After you’ve figured out your interest rates, look for ways to consolidate your debt or lower your interest rates either through 0% balance transfer credit cards, personal loans or student loan refinance options. Once you have all of the debt and interest rates set, then pick the best repayment strategy for you. Some people like using the debt snowball method where you pay the smallest debts off first while others like the debt avalanche where you pay the highest interest rate debt first. I prefer the debt avalanche; however, I really prefer whatever is going to motivate my client the most in their debt repayment journey, so pick what’s best for you.
5. Track expenses daily.
I used to weigh over 200 pounds and I finally started to lose weight when I began the Weight Watchers program. For me, the best part of the program was that it forced me to track the food I was eating. The process of tracking everything made me mindful of my eating and led me to start making more changes. You can do the same thing with your money. There are a number of free apps like Expenses OK or Spending Tracker that can help you with expense tracking or I have clients who simply put it all in an excel spreadsheet everyday. The best part about expense tracking is that it will make you more mindful of your money and force you to start to think about how you spend it.
6. Try a monthly savings challenge.
I truly believe that anyone can do anything for a month, so I suggest that you try one of the numerous monthly financial savings challenges that are out there for at least January or maybe try another one in February. My good friend runs an Uber Frugal Challenge every January that has changed lives, or you can just search for savings challenges and find your options on Pinterest or personal finance blogs.
7. Go on a cash diet.
I don’t know about you, but after the holidays, I need to eat more salads and less junk food and drink more water and less alcohol. If you spent a bunch of money on your friends and family this holiday season and you’re credit cards have a little extra meat on them, then I suggest you try a cash diet for the next few weeks or months. Limit yourself to a certain amount of money every week, (typically around $50-$100) and see if you can live off of just that amount every week. Mindfulness of your money is a large component to getting financially healthy, and nothing will make you more mindful of your money than cash.
I advise clients to go on cash diets all the time as there is neurological research that has proven that when we swipe debit and credit cards, we literally shut our brains down and we don’t process what’s happening. When you use cash, you’re forced to keep your brain engaged whether it’s counting the money to pay it out or realizing that you’re about to run out of it and have to change your plans. Cash diets are great ways to keep your spending under control and increase your money mindfulness.
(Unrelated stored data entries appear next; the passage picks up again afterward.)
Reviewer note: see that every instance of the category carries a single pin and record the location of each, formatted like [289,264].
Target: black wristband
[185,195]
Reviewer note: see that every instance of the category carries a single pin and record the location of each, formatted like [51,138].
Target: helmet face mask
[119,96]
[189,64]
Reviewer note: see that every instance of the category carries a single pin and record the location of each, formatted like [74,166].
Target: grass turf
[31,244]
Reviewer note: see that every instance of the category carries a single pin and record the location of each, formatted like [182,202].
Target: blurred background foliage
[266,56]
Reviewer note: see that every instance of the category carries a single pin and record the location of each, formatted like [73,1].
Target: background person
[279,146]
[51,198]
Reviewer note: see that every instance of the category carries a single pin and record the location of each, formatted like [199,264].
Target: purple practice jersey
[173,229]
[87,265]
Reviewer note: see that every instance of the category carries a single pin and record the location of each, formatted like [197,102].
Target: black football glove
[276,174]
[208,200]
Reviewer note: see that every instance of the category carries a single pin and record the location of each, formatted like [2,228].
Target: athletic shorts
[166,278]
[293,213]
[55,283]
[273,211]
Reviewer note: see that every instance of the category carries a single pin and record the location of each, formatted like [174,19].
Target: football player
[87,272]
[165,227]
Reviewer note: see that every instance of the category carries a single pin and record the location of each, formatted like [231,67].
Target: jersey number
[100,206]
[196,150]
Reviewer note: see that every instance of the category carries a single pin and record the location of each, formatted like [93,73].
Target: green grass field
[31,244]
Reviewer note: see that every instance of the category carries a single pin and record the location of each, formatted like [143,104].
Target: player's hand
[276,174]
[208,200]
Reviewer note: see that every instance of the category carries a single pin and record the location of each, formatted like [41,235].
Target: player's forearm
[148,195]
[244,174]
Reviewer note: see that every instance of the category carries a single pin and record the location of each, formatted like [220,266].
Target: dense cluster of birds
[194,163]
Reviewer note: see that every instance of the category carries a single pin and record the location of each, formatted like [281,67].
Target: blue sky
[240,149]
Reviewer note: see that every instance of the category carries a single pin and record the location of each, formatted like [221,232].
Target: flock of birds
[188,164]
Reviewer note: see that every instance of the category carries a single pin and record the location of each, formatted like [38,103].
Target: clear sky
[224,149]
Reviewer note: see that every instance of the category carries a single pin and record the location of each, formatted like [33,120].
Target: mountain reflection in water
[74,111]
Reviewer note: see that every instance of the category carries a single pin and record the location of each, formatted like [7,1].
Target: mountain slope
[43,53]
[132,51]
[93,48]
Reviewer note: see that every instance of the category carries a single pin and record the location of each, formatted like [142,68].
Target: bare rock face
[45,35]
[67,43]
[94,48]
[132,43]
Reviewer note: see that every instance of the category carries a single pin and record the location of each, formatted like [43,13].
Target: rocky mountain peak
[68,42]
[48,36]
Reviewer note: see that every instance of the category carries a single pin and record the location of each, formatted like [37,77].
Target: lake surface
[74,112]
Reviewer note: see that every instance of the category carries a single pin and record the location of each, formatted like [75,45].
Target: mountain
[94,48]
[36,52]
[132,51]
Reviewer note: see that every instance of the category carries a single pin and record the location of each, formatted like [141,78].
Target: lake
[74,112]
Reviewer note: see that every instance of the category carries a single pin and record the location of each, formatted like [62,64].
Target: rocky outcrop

8. Schedule Weekly Financial Exercises
This time of year, most of the regular gyms will be filled with people exercising to get back into shape after the holidays, and just like there’s physical exercises for our bodies, there are financial exercises for our balance sheets. I’ve shared some of my favorite’s here, and just like you’d schedule time in your calendar to exercise your body, schedule time in your calendar to exercise your financial health as well. For the best results, I suggest trying a financial exercise two to three times a week on a regular basis.